Recently while talking to another friend who used to work in the same organization, I came to know the reason of his sudden disappearance. She told me that few months ago one of our colleagues who knew where he lived visited his hometown and met him. She found him in a depressed state. He was depressed as he was jobless since more than two years. Due to this reason he switched off his phone or probably changed his number and stopped interacting with the colleagues he knew before.

This entire incident made me reflect on so many things. First of all I thought that even if I was not that much close to him, other colleagues of mine were quite close to him.
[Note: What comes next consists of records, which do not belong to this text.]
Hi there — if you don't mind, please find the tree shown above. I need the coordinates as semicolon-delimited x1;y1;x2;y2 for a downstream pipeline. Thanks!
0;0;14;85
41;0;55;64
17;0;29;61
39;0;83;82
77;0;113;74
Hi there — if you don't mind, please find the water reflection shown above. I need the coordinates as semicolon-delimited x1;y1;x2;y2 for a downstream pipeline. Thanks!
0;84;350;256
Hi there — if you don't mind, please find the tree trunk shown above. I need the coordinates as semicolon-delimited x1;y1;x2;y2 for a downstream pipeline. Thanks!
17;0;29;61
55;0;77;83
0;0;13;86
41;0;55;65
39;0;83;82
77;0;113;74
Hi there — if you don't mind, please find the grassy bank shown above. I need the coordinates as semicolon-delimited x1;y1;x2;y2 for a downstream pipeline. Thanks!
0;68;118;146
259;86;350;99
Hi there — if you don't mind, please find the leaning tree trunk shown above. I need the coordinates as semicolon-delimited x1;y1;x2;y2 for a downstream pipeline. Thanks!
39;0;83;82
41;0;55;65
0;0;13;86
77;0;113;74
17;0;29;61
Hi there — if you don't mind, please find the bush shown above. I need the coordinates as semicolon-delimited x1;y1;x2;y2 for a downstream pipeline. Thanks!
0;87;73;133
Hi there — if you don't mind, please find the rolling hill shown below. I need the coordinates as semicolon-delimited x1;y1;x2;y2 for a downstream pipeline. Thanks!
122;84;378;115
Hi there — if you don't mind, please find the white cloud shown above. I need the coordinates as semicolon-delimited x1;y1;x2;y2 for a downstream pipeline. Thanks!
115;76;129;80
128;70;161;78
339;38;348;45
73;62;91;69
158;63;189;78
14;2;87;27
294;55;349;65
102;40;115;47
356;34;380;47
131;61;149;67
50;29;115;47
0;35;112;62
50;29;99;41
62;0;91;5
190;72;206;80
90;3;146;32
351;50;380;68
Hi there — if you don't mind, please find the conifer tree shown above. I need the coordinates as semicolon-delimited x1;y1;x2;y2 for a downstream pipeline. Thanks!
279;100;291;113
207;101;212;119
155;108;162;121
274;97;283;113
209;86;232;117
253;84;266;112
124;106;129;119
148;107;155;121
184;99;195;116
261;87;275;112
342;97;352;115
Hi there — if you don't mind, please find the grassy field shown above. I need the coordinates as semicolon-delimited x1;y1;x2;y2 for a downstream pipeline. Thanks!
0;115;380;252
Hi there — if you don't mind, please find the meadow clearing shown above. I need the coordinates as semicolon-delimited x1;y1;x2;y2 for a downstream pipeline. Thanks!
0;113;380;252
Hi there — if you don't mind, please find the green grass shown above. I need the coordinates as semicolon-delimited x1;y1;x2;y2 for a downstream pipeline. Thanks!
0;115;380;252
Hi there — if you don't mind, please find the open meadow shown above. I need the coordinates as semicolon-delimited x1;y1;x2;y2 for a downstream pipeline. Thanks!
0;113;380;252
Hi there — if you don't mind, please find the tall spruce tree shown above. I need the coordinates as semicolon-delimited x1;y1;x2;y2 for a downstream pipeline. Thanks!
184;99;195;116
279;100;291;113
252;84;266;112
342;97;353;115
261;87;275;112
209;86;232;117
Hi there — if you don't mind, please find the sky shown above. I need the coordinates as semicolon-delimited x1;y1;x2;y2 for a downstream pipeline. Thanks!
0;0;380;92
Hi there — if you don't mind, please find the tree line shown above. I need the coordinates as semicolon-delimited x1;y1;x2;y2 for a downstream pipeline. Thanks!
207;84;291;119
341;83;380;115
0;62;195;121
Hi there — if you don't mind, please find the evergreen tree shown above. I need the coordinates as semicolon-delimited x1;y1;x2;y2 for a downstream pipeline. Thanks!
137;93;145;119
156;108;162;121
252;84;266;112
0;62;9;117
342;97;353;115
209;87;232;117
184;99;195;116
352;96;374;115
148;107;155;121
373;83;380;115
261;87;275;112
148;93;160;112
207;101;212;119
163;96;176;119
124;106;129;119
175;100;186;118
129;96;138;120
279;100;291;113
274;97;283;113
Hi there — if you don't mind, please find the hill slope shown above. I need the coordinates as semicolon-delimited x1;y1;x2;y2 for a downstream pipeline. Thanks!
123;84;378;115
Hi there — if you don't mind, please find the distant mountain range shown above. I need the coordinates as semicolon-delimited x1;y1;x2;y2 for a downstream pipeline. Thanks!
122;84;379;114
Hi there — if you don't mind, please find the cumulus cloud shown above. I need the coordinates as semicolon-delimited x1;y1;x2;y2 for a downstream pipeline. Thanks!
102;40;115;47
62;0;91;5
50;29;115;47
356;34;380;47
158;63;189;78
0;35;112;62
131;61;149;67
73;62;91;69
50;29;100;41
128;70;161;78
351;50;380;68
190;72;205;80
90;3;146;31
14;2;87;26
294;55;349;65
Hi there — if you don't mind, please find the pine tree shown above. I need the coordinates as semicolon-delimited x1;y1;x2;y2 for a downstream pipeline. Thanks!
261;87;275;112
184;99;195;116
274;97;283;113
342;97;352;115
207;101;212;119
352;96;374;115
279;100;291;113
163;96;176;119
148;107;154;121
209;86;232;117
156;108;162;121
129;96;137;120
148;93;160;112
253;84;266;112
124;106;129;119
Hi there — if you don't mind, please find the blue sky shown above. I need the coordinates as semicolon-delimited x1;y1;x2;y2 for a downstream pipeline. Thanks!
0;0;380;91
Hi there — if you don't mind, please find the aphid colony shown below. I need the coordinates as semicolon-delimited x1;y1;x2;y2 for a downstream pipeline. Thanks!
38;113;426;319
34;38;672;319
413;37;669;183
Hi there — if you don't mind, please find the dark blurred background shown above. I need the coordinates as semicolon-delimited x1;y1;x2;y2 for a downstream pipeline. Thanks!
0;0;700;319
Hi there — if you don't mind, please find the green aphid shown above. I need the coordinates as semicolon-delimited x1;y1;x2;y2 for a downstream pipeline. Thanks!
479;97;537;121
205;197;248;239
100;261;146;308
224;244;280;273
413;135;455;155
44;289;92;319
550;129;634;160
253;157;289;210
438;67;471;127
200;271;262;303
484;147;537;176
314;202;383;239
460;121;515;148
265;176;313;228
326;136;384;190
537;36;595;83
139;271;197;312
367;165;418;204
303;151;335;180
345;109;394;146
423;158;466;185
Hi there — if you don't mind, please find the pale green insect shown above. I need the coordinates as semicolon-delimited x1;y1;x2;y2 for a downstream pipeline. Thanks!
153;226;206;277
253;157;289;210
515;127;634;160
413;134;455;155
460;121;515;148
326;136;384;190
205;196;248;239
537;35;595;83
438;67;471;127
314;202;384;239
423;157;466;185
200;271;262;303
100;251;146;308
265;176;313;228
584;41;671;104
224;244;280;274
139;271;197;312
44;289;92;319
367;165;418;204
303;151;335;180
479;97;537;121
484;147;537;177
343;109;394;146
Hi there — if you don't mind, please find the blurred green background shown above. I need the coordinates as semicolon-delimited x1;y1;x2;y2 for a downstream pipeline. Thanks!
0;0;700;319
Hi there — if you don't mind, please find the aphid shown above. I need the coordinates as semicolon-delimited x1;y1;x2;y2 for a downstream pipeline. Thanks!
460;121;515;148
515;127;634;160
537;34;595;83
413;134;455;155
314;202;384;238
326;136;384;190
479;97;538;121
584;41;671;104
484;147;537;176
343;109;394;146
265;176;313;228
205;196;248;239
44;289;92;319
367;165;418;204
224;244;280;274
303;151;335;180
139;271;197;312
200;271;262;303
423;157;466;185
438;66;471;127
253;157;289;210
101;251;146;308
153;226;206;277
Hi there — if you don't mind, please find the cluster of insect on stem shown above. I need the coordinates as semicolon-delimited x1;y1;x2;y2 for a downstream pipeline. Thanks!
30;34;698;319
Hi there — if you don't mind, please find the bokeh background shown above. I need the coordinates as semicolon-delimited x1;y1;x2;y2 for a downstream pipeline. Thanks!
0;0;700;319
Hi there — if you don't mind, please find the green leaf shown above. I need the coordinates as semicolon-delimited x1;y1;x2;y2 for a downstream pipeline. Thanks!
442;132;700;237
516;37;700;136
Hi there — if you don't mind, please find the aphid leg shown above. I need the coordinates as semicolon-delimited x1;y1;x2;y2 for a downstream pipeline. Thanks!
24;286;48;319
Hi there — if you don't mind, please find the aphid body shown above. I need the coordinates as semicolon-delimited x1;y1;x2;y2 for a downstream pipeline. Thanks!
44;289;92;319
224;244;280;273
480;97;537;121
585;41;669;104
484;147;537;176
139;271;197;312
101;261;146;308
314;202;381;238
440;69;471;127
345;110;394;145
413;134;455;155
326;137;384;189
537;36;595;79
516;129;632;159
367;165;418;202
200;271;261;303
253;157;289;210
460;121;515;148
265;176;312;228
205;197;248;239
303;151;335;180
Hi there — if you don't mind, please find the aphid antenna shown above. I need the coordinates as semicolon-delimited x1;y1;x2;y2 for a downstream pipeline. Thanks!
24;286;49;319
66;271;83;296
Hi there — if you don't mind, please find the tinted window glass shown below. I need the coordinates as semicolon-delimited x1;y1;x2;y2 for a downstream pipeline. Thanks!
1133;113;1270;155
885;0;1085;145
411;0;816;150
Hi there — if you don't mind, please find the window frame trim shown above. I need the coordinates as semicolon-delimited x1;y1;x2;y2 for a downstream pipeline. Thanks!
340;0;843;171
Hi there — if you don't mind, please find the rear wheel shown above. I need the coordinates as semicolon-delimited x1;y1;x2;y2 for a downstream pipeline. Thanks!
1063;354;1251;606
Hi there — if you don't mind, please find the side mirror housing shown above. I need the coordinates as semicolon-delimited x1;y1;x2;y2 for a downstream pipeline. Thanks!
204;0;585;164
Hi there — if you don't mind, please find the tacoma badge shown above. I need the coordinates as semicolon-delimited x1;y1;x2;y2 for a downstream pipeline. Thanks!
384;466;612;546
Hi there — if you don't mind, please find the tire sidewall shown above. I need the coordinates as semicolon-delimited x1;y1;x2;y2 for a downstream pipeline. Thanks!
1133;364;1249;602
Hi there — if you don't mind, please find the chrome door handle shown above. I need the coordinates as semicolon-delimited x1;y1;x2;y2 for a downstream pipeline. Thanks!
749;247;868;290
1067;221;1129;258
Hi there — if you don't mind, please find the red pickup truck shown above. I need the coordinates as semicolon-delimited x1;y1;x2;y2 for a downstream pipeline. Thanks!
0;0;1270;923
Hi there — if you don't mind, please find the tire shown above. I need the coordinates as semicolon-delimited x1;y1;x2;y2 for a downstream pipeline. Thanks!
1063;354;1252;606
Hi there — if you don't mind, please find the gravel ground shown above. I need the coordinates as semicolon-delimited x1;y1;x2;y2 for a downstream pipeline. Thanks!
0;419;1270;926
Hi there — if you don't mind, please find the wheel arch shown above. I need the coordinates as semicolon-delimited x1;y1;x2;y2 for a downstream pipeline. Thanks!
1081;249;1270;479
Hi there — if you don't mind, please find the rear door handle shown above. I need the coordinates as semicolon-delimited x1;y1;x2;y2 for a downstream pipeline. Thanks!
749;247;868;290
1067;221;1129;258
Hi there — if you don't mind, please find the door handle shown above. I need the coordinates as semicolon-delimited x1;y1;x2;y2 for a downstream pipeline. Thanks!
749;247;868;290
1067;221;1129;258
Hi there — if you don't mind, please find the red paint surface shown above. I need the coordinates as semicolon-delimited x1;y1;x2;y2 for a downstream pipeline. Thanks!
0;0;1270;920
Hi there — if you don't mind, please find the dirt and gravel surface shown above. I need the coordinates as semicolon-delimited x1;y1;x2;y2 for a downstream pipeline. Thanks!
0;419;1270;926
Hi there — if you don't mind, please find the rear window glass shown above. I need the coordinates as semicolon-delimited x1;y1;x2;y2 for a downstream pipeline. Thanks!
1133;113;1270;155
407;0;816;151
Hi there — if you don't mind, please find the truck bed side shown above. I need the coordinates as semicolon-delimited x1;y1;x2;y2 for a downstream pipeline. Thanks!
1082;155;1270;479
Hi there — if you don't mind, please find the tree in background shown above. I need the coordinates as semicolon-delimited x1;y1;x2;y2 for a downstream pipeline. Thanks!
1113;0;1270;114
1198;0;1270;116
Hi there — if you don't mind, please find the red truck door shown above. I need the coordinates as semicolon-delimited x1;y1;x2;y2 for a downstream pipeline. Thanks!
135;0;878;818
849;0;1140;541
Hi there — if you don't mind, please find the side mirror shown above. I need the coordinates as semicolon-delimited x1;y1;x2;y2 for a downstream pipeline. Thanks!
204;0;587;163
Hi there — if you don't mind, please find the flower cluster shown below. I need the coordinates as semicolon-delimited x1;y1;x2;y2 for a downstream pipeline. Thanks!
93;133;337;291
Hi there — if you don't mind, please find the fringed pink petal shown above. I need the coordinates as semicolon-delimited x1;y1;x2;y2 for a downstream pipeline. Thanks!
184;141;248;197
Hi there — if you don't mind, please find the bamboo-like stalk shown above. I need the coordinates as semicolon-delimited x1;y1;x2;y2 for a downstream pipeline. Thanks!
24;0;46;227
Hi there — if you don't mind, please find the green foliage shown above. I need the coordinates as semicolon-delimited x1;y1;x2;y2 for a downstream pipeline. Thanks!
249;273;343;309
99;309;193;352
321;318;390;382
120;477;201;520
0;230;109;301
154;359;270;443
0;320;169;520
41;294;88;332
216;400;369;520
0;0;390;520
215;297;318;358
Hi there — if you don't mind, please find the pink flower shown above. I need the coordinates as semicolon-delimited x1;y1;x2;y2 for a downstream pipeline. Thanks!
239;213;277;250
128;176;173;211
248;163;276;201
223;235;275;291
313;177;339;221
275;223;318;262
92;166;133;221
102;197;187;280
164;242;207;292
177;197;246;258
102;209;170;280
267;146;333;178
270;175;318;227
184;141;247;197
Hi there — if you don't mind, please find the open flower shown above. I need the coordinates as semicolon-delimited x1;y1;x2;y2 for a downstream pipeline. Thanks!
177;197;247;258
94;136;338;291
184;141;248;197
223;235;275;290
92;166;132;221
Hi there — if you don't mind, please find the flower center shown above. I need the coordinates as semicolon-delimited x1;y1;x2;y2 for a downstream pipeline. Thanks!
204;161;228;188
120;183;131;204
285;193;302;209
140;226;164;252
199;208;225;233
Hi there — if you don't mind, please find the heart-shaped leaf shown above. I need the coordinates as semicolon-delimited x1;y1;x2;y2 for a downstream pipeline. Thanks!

What made him not to share his real feelings with those friends? Of course it is only not about him being an introvert, surely it points at the absence of true friends who can share their dilemmas and aspirations with the absence of fear.

We as a society are more open to listen happy stories and we are generally in so much hurry to label someone as weak if someone shares their problems that it may become impossible for someone to feel free to share their issues even when they long to do so.

Due to this kind of attitude people become scared of being judged and decide to hold on instead of sharing. In case of my colleague he thought that he is lagging behind, all his friends are working so it was better to disconnect from everyone.

If we compare the number of friends we have on social media and the number of friends with whom we can really share our feelings,  we are likely to be amused at the disparity. I was also listening to a TED talk in which there was a mention of a research study done by Bill McKibben, the environmental writer who found that the number of close friends the average American believe they can call at the time of crisis is declining since 1950’s.

From my own experience also whenever I think about how many friends of mine I can call at the time of crisis, I find that only few of them will immediately pick the call. Some of them won’t pick the call or may not call back. The crisis is such that even the well-known actor late Gurudutt is said to have tried to call his most intimate friends who did not take his calls before he committed suicide.

So this is today’s reality many of us neither pick the call nor bother to call back. The reason of this careless attitude is that we have made our lives so much complicated. We are always busy in doing something or another. Also nowadays we have so many means of communication. Once I questioned one of my friends for not picking up my call. I asked him, “What if there is something urgent?” He replied “There are other modes of communication you can use, I know if there would be something that much urgent you will WhatsApp me or use messenger or text messaging.”

Since WhatsApp and Facebook chats have replaced the face to face meetings it is not surprising that a person could have such thinking. Now we rarely visit each other, instead of visiting a friend and giving them gift for birthdays or marriages we prefer to send the gift through online shopping.

I really appreciate my colleague who took a led, went and met him the friend who got disappeared. Otherwise we all are so much submerged in our own lives that we don’t bother to reach out to people who might be feeling depressed. Sometimes I feel what will happen if we will have no other option to talk to a friend unless visiting their house. Will the number of face to face meetings increase then?

Anyways I took the above case of my colleague as learning and since then I am trying to reach out those friends of mine whom I haven’t met in a while. Either I am calling them or meeting them in person and trying to get a sense of what is going on in their lives. I know I can’t solve all their problems but at least I can give them this assurance that I am there for them.